What if Trump Can’t Run? Many Steps Are Clear, but Some Are Not

“Continuity of government is always in place,” she said on MSNBC. “I always say it’s a relic of the past, but nonetheless, they say we have our job we have to do, and this is what we’ll do.”

Senator Charles E. Grassley, Republican of Iowa, is the current president pro tempore in the Senate. He is 87.

Under the 25th Amendment, ratified in the 1960s to clarify presidential disability and succession planning, presidents can voluntarily designate powers to their vice presidents if they become seriously ill or are unable to perform their duties.

If Mr. Trump became gravely ill, he could provide letters to the speaker of the House and the president pro tempore of the Senate saying he was “unable to discharge the powers and duties of his office” to transfer his powers to Mr. Pence, who would, in effect, become acting president. Mr. Trump could reclaim his full authorities when he recovered.

On Friday afternoon, as Mr.
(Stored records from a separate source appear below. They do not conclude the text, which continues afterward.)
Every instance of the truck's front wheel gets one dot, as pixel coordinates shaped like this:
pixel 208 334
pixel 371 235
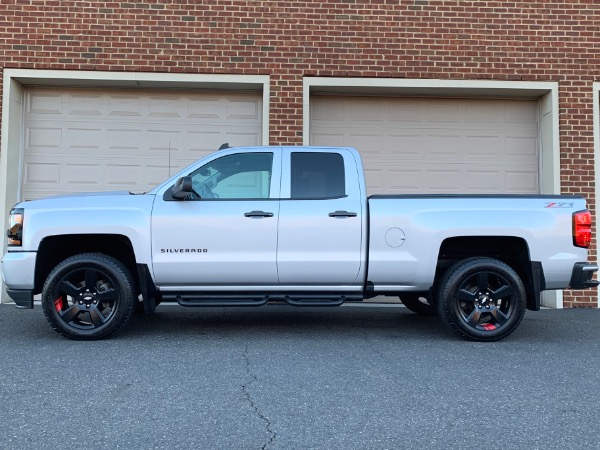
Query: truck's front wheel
pixel 482 299
pixel 88 296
Trump was expected to depart for Walter Reed, Judd Deere, a White House spokesman, said the president would remain fully in power.

“No transfer,” he said. “The president is in charge.”

Since the amendment was ratified in 1967, the vice president has taken power in only three instances, each of them exceedingly brief. In 1985, when President Ronald Reagan was put under anesthesia for a colon procedure, he granted his powers to Vice President George Bush for about eight hours, though he avoided formally invoking the amendment. And in 2002 and 2007, President George W. Bush temporarily transferred his authorities to Vice President Dick Cheney during colonoscopies.

The 25th Amendment also allows for the forcible removal of a president, including if he is too ill to designate his authorities or simply refuses to do so.